The point of this process - and what distinguishes it from command-line managers such as lpc - is its structure, not its interface. High-level commands are broken down into low-level commands that include interior parameters implied by the high-level commands. The echoing of the same command-line structure at each level - assert and retract - makes it easy to implement the various closures.


The only problem with this prototype is that it was the most ambitious of the group, and its design changed much more than the others during development, so that it is not yet fully functional. File editing is problematic, because the closure was built before the file editing closure was completed, and does not communicate well with the existing file editing closure. The theoretical result that exterior parameters of a closure must be present in each closure that dominates it is echoed in the structure of this prototype, even though the prototype was developed completely independent from the theory.


This is the beginning of a new and long journey, but the conclusion of another. For years, we struggled to define causality in a complex system [15, 17, 40]. We conclude that causality in a realistic system is a myth unless we synthesize it ourselves through the discipline of closure. Many principles of practice guide us, but there is still much work to be done, both on examples of closures and more clever principles of practice.

Future Work

It is summer, our masters project activity is a pleasant memory, and all the students involved have graduated, but obviously there is still much to be done. In the immediate future a new team of students will be completing a second generation of prototypes that are deployable in practice, by adding policy and practice awareness. On the theory side, we plan to more extensively study the algebraic properties of closure by applying the theory of semigroups [24, 28, 32], in a manner similar to that of [16].
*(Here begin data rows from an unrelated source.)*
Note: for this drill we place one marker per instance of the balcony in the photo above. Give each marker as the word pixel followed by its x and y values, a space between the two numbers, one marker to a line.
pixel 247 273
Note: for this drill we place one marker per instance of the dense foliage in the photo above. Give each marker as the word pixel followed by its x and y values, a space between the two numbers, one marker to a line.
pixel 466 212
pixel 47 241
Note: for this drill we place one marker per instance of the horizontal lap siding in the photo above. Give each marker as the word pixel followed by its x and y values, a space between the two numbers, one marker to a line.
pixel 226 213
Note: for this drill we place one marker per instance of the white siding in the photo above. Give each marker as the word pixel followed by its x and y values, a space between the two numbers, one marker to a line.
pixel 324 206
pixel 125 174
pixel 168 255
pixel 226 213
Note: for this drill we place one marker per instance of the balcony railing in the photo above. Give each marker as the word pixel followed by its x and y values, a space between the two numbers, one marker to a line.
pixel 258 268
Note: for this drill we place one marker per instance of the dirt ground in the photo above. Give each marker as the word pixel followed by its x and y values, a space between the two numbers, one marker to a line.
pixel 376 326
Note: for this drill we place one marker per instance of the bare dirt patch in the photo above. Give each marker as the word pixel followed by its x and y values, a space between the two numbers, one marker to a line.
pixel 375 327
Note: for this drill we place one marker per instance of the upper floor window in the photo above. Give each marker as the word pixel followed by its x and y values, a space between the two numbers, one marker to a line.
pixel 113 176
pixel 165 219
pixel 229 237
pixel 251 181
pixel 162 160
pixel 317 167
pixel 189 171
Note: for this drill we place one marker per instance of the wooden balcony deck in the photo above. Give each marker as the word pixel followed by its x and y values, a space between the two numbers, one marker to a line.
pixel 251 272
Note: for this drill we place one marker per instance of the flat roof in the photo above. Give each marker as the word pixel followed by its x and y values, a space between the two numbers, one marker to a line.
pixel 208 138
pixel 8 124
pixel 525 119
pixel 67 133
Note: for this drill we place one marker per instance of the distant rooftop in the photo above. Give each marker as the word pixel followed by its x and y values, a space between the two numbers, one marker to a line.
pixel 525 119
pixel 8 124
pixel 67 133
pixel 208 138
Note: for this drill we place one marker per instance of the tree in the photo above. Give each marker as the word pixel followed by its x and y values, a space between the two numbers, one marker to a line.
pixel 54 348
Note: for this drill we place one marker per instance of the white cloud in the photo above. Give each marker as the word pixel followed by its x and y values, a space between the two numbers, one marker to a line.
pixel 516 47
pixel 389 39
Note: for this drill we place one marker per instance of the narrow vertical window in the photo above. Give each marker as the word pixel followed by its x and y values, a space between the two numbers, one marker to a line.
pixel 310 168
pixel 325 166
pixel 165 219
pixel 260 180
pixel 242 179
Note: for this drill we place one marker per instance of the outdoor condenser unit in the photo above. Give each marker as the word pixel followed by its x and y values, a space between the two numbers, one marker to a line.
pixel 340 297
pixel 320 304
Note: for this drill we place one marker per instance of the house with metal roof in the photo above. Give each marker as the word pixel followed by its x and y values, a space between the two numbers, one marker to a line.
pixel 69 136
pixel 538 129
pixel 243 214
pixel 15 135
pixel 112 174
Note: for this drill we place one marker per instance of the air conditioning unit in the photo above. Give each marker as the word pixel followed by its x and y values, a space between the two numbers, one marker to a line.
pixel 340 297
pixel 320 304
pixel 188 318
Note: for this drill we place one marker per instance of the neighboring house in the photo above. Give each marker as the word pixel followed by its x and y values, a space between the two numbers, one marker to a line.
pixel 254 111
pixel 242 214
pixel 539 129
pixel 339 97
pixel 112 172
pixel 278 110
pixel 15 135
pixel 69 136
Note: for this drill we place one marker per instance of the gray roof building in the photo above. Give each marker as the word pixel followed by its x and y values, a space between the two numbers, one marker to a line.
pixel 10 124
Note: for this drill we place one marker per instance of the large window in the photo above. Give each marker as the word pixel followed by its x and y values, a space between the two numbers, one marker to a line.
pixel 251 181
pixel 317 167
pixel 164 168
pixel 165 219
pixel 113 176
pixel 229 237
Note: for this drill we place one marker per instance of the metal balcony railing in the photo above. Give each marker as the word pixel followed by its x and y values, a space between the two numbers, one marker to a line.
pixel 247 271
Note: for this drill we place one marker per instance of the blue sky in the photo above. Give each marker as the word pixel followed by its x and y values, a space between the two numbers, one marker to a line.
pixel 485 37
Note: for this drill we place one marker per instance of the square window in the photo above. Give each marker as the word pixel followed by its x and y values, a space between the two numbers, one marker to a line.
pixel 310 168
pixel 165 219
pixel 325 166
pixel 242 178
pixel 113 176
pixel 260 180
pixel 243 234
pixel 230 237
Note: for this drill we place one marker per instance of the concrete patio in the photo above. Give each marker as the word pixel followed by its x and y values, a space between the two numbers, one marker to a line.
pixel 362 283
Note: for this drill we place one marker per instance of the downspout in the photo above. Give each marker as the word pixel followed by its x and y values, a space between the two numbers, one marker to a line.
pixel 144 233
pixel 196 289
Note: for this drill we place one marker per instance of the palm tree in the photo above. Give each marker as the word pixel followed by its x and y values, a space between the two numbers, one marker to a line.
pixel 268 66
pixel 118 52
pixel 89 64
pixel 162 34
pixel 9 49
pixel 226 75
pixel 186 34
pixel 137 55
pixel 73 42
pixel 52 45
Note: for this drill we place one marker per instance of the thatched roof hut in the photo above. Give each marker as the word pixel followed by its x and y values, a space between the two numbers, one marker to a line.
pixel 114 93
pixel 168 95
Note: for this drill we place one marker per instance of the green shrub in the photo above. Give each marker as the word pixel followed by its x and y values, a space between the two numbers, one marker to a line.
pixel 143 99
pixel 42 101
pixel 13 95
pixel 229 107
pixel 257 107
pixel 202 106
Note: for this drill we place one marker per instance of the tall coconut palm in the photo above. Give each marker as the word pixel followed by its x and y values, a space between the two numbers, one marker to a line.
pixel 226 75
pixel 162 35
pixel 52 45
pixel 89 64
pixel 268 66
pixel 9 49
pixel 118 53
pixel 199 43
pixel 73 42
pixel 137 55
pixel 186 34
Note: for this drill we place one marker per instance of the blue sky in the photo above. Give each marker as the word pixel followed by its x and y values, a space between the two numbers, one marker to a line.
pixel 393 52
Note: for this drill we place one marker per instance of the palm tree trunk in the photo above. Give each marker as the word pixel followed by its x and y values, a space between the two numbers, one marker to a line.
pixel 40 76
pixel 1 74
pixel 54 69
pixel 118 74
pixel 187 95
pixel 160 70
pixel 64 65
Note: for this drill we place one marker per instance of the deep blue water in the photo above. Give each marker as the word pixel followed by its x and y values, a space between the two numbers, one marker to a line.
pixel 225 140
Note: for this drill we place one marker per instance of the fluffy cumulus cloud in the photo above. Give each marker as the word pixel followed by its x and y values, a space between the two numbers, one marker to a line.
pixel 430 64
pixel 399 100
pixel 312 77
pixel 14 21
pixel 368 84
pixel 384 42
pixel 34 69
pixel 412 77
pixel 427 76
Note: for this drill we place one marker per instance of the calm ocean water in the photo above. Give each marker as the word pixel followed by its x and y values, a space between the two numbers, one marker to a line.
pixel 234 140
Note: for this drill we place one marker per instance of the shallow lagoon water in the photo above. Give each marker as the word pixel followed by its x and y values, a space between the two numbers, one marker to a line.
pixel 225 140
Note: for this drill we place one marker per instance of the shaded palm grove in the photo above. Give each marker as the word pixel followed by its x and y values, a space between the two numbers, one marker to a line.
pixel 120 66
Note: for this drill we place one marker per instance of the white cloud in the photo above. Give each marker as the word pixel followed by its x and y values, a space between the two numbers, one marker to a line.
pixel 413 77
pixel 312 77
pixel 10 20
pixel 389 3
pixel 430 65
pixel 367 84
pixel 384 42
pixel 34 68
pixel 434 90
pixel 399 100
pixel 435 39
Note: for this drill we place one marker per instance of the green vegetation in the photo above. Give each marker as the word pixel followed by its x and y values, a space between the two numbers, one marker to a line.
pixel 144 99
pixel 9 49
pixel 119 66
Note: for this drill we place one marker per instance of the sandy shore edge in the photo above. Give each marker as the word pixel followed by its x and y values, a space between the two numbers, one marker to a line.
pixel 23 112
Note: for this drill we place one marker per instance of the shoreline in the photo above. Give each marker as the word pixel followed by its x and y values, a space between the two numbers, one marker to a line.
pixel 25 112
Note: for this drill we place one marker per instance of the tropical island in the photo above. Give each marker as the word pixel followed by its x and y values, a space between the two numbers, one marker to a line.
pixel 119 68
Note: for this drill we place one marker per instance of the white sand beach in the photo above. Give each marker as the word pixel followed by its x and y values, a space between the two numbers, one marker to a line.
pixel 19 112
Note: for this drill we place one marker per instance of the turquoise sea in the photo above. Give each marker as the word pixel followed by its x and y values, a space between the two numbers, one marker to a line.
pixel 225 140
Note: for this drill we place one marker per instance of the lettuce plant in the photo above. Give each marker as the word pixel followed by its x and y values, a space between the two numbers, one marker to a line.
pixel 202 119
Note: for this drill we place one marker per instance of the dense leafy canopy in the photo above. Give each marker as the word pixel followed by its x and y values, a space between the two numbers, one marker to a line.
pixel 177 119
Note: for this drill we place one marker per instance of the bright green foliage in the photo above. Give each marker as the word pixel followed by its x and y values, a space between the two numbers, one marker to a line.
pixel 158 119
Another knotty problem is to be able to efficiently define (and ultimately, automatically derive) the sometimes subtle maps between configuration and behavior. This is very much dependent upon the various "Book of Knowledge" projects [26, 30] to provide us with the words and practices that the closures should employ. This is really a problem in knowledge representation, and we envision using inductive logic programming [12] to complete exterior specifications with adequate values for interior parameters.

The reason that we carefully say adequate rather than optimal is that - due to its relation with graph theory - the problem of finding optimal parameter settings is often intractable. As an administrator, one would not even try; one would settle for settings that are good enough. Our automated agents should do likewise.

The map between exterior and interior parameters must take a concise, readable form that is easy to validate and certify. While working on our prototypes, we realized that the Stem [25] framework for network programming provides an ideal environment for exploring closures. Future development will focus on placing the closures in a Stem framework, using built-in Stem message passing to implement conduits.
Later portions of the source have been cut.